Image explaining four stages and each stage manages separate input and output channel. There are four stages and five channels

Keypoint: Each stage subroutine processes an order independently/concurrently, while the rest of the stages work on its own functionality on its own order concurrently. Hence increasing throughput. However, due to sequential and queuing nature of channel ensures each order goes through the stages in the predefined order always, ie. stage1 →stage2→stage3→stage4. for example: when stage1 validates order4, stage3 performs payment for order3 and stage4 process shipping on order1 - all at once concurrently.

Important: Each stage runs in its own goroutine, allowing multiple orders to be processed simultaneously at different stages

Channels pass orders between stages, ensuring thread-safe communication.

Implementation:

Order : This object is a subset of full Order object as it does n’t have complete order detail such as order qty and price etc. this just has some order status to represent the status of the current processing stage such as Valid, Stocked, Paid, Shipped.

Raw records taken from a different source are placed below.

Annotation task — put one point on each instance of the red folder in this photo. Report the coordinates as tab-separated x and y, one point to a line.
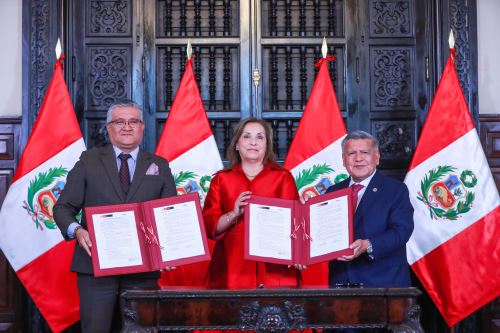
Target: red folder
300	240
145	234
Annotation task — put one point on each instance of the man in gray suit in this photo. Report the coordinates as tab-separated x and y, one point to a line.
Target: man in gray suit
115	174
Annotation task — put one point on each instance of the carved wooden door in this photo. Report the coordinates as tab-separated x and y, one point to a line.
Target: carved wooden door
255	58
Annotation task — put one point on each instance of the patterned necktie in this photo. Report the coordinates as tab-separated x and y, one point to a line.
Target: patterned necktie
124	172
355	190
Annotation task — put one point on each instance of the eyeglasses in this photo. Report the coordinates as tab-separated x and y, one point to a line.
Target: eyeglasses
121	123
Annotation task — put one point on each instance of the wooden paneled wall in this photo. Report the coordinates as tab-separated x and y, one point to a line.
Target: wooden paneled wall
489	131
10	291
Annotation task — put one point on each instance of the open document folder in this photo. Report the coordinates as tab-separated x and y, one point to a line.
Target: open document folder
147	236
287	232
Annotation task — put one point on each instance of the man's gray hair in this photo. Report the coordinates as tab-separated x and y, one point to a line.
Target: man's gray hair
123	104
360	135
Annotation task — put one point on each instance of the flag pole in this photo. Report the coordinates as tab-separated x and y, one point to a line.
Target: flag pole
189	49
324	48
451	43
58	49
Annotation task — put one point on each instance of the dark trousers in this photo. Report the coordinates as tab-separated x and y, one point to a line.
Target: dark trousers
99	299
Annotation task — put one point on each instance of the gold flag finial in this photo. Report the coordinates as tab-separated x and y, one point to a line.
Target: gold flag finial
324	48
189	49
58	49
451	40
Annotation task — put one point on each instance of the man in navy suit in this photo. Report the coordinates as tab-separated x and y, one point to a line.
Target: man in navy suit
383	220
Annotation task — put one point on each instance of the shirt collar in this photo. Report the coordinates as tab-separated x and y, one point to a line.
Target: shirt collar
364	182
133	153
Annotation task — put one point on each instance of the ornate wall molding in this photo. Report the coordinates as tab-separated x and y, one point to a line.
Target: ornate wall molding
39	49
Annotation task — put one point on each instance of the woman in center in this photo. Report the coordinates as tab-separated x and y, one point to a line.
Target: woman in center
252	170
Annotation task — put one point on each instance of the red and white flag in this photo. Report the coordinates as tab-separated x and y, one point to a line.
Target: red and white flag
30	238
454	248
315	155
188	144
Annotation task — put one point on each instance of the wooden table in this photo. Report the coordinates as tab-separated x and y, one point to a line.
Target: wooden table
271	310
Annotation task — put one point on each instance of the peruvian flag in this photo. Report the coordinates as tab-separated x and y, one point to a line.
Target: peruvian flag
315	155
188	144
30	238
455	247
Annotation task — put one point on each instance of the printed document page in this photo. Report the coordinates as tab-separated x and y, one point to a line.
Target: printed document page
329	226
179	231
117	240
270	230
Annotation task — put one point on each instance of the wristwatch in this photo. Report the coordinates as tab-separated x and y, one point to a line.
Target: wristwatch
369	250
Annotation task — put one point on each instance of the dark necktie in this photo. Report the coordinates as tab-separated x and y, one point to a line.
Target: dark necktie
355	190
124	172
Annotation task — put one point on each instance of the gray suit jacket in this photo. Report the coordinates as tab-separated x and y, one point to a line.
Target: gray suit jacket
94	181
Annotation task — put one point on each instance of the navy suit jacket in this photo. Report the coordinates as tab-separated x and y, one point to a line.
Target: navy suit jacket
385	217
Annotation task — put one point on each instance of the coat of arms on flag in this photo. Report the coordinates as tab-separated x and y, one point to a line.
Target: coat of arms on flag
447	192
43	192
190	182
317	179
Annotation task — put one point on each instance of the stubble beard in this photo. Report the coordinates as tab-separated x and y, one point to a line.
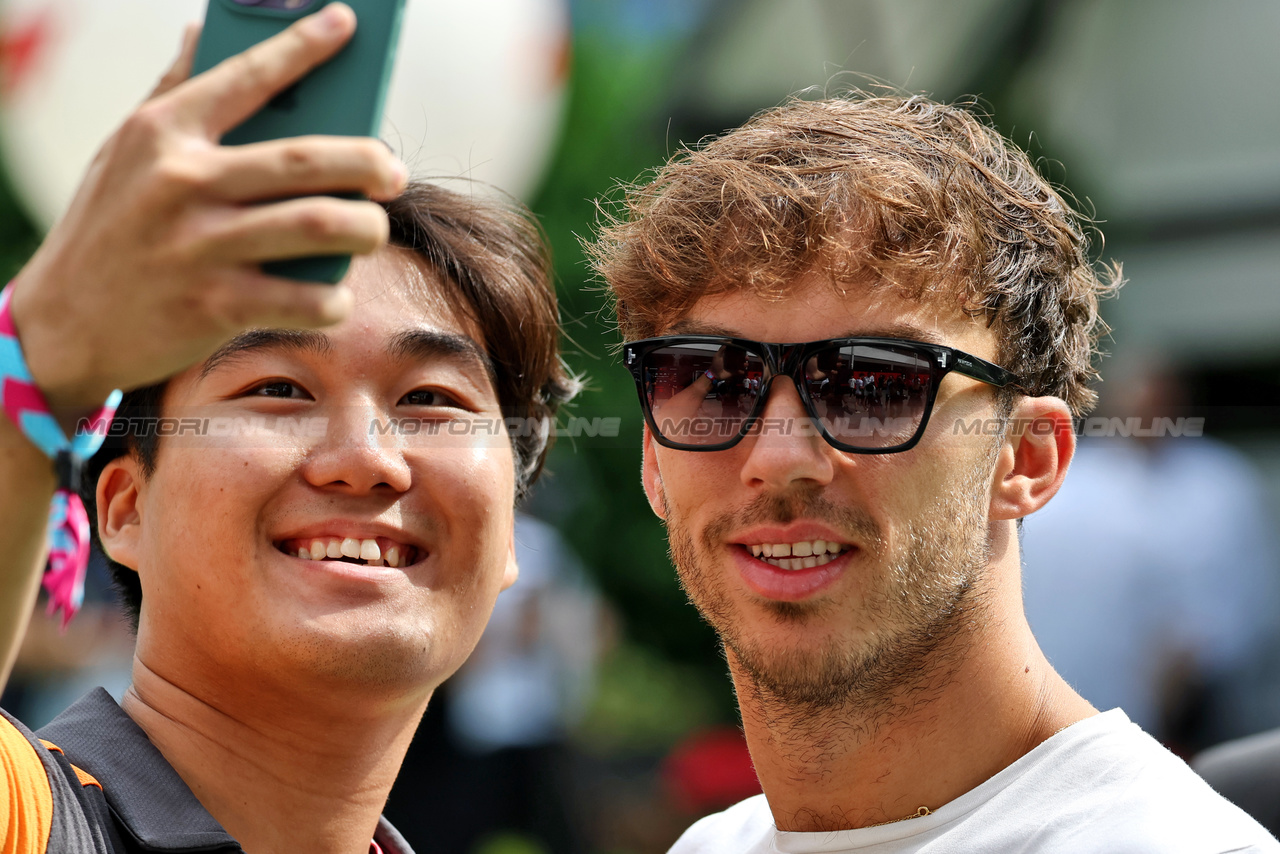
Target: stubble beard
914	613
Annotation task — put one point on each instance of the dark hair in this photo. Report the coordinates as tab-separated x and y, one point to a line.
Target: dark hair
496	260
896	190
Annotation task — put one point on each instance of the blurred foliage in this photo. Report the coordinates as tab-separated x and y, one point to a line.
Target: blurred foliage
18	236
644	704
613	132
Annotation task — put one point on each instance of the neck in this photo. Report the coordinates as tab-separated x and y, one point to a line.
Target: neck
984	698
314	777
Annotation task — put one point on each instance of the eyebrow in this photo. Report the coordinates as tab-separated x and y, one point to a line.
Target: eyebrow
412	345
901	330
424	345
305	341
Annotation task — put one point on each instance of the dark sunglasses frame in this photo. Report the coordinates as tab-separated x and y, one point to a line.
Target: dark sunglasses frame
789	360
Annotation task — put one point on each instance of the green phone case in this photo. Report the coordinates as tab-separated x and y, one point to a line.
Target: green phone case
342	97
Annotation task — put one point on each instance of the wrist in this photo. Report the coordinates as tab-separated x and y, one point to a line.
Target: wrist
59	362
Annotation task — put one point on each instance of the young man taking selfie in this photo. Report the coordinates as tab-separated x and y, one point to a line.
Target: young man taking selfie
298	593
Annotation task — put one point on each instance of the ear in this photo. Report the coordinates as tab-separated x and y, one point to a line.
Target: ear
652	478
1033	459
512	570
119	520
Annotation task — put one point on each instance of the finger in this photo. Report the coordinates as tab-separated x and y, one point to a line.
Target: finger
181	68
306	167
238	87
300	228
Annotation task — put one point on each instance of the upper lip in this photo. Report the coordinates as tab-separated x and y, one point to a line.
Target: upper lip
346	529
794	533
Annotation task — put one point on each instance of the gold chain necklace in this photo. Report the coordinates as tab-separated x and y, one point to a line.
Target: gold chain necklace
919	813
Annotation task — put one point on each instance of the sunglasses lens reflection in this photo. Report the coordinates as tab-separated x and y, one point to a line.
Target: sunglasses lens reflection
700	393
864	396
869	396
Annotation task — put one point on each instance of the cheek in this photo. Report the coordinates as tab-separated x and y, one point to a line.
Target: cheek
205	502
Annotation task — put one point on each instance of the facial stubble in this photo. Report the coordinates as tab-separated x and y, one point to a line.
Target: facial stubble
918	598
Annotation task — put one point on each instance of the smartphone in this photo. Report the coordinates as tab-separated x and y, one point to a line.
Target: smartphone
342	97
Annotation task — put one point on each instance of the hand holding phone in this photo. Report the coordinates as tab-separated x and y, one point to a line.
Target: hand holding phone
156	261
344	96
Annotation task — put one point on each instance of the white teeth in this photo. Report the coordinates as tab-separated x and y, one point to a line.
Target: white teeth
805	562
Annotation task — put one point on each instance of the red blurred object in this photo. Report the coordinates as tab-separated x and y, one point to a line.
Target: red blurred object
709	771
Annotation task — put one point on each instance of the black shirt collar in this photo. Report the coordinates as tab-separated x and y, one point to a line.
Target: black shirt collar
146	794
150	800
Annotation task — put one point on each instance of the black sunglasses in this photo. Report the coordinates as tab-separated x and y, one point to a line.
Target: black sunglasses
863	394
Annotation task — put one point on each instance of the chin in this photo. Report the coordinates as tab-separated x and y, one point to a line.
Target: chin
382	656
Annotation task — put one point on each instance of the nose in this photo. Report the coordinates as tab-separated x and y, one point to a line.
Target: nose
786	448
355	457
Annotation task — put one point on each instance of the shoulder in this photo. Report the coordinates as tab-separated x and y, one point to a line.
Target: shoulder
42	800
744	829
1111	785
27	808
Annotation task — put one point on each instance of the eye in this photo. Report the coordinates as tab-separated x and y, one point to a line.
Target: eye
430	397
277	388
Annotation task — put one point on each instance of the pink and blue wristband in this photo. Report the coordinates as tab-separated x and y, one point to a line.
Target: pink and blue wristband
68	521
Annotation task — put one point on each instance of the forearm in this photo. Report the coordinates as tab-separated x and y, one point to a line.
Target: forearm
26	487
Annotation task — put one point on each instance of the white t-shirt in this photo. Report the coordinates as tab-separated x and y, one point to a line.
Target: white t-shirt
1101	786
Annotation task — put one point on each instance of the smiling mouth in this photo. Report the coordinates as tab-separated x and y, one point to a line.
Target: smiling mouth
805	555
348	549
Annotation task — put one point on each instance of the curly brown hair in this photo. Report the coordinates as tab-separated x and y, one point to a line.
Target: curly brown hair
896	190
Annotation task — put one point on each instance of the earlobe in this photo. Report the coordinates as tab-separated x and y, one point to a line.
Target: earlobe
119	519
652	476
512	570
1033	459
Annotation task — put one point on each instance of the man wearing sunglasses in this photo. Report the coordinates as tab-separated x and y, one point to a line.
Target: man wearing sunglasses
906	313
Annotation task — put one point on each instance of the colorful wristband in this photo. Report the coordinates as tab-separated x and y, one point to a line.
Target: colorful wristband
68	521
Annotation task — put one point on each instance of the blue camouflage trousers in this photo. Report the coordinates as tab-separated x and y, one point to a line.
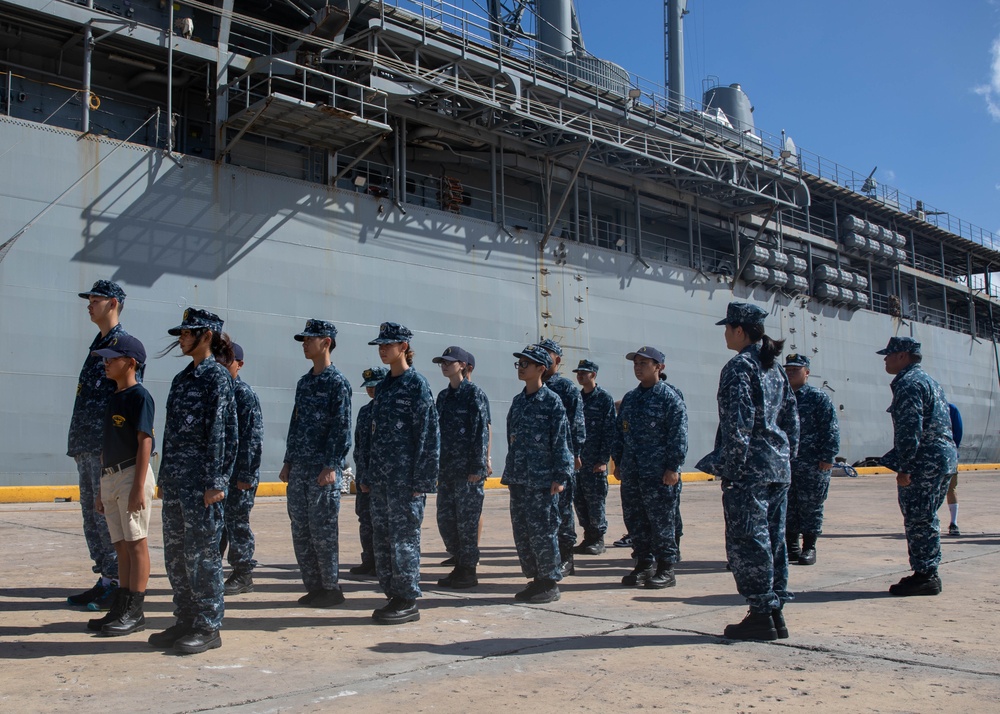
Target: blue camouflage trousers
314	511
755	542
363	510
567	522
590	500
459	506
534	518
191	534
396	519
806	497
650	511
237	535
919	503
95	528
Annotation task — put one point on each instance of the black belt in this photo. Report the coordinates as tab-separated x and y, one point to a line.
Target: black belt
119	467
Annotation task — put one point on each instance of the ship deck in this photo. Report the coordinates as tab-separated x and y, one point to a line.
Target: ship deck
601	647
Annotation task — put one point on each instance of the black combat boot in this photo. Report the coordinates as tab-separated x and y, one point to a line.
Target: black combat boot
117	608
240	581
663	577
130	620
755	626
808	555
917	584
642	572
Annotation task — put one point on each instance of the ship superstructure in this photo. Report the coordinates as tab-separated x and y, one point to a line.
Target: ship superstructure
478	176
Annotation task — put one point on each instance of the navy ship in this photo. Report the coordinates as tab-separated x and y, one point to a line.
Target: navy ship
466	169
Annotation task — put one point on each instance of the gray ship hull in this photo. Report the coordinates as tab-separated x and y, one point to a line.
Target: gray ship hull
267	252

validateOrder : Its the first stage of the pipeline and performs: a). Takes in an input channel to read Order object from main function b). Spinup a new goroutine to run validation in a separate goroutine. c). Performs validation and marks order status as order.Valid=true or false d). publishes validated Order to an output channel (which will be sent to the next stage in the process).

checkInventory : Its the second stage of the pipeline and performs: a). Takes in an input channel (passed from previous stage) to read Order object from previous stage b). Spinup a new goroutine to run inventory checking in a separate goroutine. c). Performs stock inventory availability check and marks order status as order.Stocked=true or false d). publishes inventory checked Order to an output channel (which will be sent to the next stage in the process).

processPayment : Its the third stage of the pipeline and performs: a). Takes in an input channel (passed from previous stage) to read Order object from previous stage b). Spinup a new goroutine to process payment in a separate goroutine. c). Process payment perhaps via a separate payment gateway and marks order status as order.Paid=true or false d). publishes Payment done Order to an output channel (which will be sent to the next stage in the process).

prepareShipment : Its the fourth and final stage of the pipeline and performs: a). Takes in an input channel (passed from previous stage) to read Order object from previous stage b). Spinup a new goroutine to prepare for shipment in a separate goroutine. c). performs shipment and marks order status as order.Shipped=true or false d). publishes shipped Order to an output channel (which will be sent to the main function again to display the result).

main: main function mostly works as the orchestrator of the order processing. For now, it just dynamically generates five order objects and publishes on the `orders` channel which will be passed on to the first stage of the pipeline. Its handled in a separate goroutine so that it will happen on a separate goroutine without blocking main function flow.

In the next step it composes order processing pipeline stages.

Order pipeline is completely loosely coupled, should there be a need for another stage, it can be easily built and added at the pipeline without impacting any other stages or processing.

Each stage takes in a input channel from previous stage and creates an output channel and returns it only to pass on to next stage. That way whole pipeline is built.

Processes the result from the channel from final stage and displays the final order status to the user.

We use unbuffered channel throught the solution so that writing to and reading from the channel is not blocked improving more throughput while maintaining the order of `order` processing.